Suatu
sore, selepas kursus bahasa jerman yang melelahkan, pihak DAAD (dinas
pertukaran akademis jerman), mengumpulkan kami, para penerima beasiswa,
ke dalam kelas untuk berbagai macam pengumuman. Macam-macam yang
dibahas, mulai dari masalah visa, kumpul keluarga, dan akhirnya, ke
masalah apa gunanya mampu berbahasa jerman.
‘Saudara-saudara harus
lulus ujian bahasa jerman dasar, baru bisa menginjakkan kaki ke jerman’.
Demikian pengumuman dari pihak DAAD , sewaktu mengisi saresehan di
Goethe Institut, di selang-selang kami kursus bahasa jerman. Pada
awalnya, kami bingung bukan kepalang, mengapa menguasai bahasa jerman
itu sebuah keharusan? Bukankah bahasa Inggris saja sudah cukup, karena
bahasa internasional? Bukankah orang jerman juga belajar bahasa inggris
di sekolah?

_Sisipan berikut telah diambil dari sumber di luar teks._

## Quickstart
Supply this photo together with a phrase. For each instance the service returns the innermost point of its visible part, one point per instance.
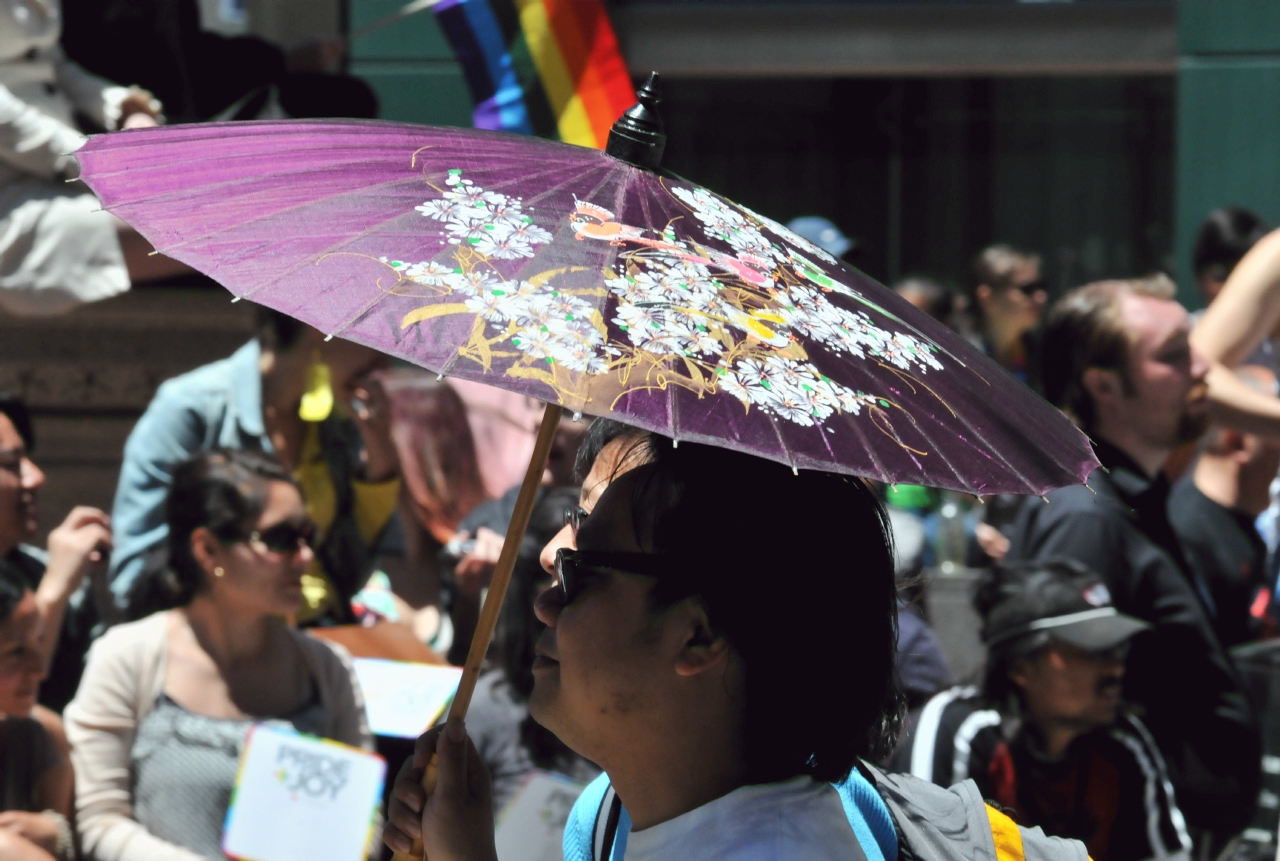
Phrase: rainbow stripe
(539, 67)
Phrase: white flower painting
(748, 317)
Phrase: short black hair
(805, 596)
(12, 591)
(17, 412)
(223, 491)
(1224, 237)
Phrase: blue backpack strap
(597, 820)
(869, 816)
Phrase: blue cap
(822, 233)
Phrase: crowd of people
(140, 645)
(703, 701)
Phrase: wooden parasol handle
(497, 589)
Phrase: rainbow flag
(539, 67)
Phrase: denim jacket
(219, 406)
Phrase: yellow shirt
(375, 503)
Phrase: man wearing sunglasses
(58, 577)
(1047, 734)
(1009, 294)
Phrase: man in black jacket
(1116, 358)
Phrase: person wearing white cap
(1048, 736)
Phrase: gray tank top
(184, 768)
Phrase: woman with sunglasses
(159, 722)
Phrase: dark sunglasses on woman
(284, 537)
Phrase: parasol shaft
(497, 587)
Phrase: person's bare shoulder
(53, 724)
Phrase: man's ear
(704, 647)
(1100, 384)
(204, 548)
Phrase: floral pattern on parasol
(566, 275)
(709, 320)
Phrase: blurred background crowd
(200, 499)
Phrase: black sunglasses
(570, 566)
(284, 537)
(574, 517)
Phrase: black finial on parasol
(638, 136)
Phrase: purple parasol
(571, 276)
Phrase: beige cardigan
(123, 679)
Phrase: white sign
(302, 798)
(531, 827)
(403, 699)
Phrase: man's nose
(32, 476)
(548, 604)
(562, 539)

Akhirnya belakangan kita seangkatan mengetahui, bahwa memang
orang jerman bisa bahasa inggris, tapi persoalan apakah mereka mau
menggunakan bahasa itu atau tidak, adalah hal yang berbeda.
Nasionalisme Jerman vis a vis Nasionalisme Indonesia
Sewaktu menginjakkan kaki ke jerman, semakin jelas, bahwa bangsa ini
sangat menjaga jarak dengan sesuatu yang berbau inggris. Film di Bioskop
didubing total dalam bahasa jerman, dan mayoritas film dari US atau UK
yang ditayangkan di tv didubing total juga. Di toko buku, seksi buku
bahasa inggris ditempatkan di tempat yang terpencil, yang mesti
dicari-cari ke pelosok toko. Orang jerman memang senang mendengar
lagu/musik Inggris, tapi persoalan apakah mereka mau menggunakan bahasa
itu untuk berkomunikasi dengan orang lain, adalah hal yang berbeda.

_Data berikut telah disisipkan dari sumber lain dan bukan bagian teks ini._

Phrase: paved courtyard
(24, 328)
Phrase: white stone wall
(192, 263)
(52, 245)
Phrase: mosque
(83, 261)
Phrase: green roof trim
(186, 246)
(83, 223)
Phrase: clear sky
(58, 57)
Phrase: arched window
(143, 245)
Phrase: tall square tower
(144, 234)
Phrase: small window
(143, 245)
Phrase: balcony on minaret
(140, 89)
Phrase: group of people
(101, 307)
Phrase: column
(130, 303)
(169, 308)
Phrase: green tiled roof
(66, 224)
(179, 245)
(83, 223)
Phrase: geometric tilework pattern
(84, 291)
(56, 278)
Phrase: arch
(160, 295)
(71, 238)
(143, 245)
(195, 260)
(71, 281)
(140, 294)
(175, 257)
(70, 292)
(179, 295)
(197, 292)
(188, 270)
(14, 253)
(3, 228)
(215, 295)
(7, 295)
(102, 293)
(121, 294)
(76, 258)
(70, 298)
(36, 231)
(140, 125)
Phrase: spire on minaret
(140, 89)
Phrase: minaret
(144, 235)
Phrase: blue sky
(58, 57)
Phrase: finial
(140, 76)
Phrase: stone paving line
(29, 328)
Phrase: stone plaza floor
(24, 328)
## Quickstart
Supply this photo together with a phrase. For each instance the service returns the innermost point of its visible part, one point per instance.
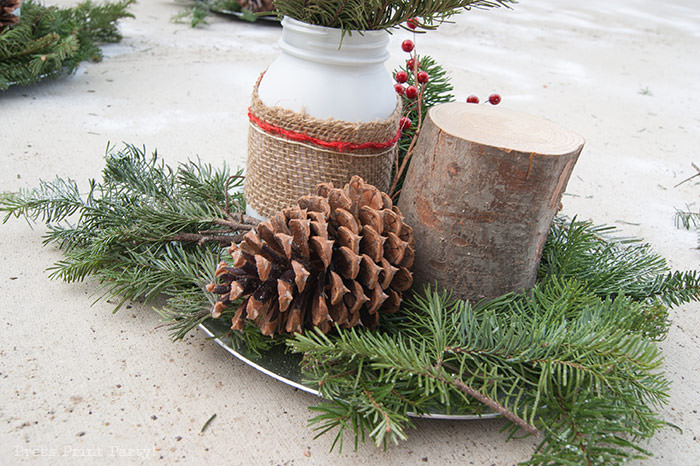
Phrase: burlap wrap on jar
(290, 153)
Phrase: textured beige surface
(76, 380)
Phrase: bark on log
(481, 192)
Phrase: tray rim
(450, 417)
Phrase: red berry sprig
(494, 99)
(412, 92)
(401, 77)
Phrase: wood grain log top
(504, 128)
(482, 189)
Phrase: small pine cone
(340, 257)
(257, 6)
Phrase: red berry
(411, 92)
(401, 76)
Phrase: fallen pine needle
(206, 424)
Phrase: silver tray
(285, 368)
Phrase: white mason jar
(326, 74)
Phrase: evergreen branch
(49, 41)
(362, 15)
(138, 230)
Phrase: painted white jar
(327, 75)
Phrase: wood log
(481, 192)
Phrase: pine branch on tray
(574, 360)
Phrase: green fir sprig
(145, 230)
(51, 41)
(362, 15)
(575, 360)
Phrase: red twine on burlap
(340, 146)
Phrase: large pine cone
(341, 257)
(7, 15)
(257, 6)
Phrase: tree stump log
(481, 192)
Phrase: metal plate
(285, 368)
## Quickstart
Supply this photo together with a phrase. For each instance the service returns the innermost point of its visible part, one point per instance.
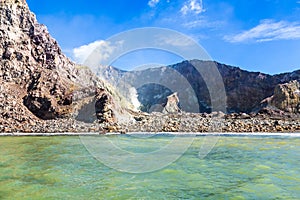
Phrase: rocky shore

Untung memang, kalau orang jerman yg di universitas, semuanya bisa dan
mau berbahasa inggris. Namun diluar ‘tembok’ universitas, itu sudah
dunia lain yang jauh berbeda.
Banyak hal yang menunjukkan, bahwa
mampu berbahasa jerman di negri gothic ini, akan mempermudah semua
urusan. Saya pernah punya pengalaman ganjil, sewaktu mengurus pembukaan
rekening di bank, ternyata tellernya tidak bisa bahasa inggris. Saat
itu, bahasa jerman sy masih pas-pasan. Untung, ada teller lain yg bisa
berbahasa inggris, jadi urusan pun jadi lancar. Sewaktu mencari alamat,
atau lokasi yang belum kita ketahui, bahasa jerman satu-satunya yang
bisa dijadikan andalan. Termasuk dalam menjalin relasi dengan orang
jerman, jika mereka tau kita berberbahasa jerman, mereka akan senang.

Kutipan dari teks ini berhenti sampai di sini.